Eleven people charged in the alleged plot to blow up as many as 10 airliners flying to the US were to go to court yesterday and expected to be kept in custody.
The court appearance would be the first time that the suspects, all of whom were charged on Monday with terrorism offenses, would be in the public eye since being arrested on Aug. 10.
Eight people were each charged with two offenses -- conspiracy to commit murder and preparing acts of terrorism. One person, a 17-year-old, was charged with possession of articles that could be used to prepare a terrorist act and two people were charged with failing to disclose information that could help prevent a terrorist act. One person was released without charge, while 11 remain in custody but have not yet been charged.
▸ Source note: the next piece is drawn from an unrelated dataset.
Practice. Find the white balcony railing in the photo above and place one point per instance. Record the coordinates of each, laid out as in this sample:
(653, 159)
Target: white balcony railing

Nine of those charged are from London, according to a Bank of England list of suspects whose assets were frozen following the arrests. Two are from suburban High Wycombe, 50km northwest of London.
Investigators warned that the case was still being examined in minute detail.
"Fingerprints, DNA, electronic data, handwriting comparisons, chemical analysis, and indeed the full range of forensic disciplines will be used," Peter Clarke, the head of the Metropolitan Police's anti-terrorism unit told reporters after the Crown Prosecution Service announced the charges.
"The meticulous investigation of all this material will take many months. All the data will be analyzed. There will be thousands of forensic examinations and comparisons," he said. "The scale is immense, inquiries will span the globe."
British officials also confirmed for the first time that the plot involved the manufacture of explosives, which would then be assembled and detonated on board airliners.
"There are chemicals, including hydrogen peroxide, electrical components, documents and other items," Clarke stated. "We have also found a number of video recordings -- these are sometimes referred to as martyrdom videos. This has all given us a clearer picture of the alleged plot."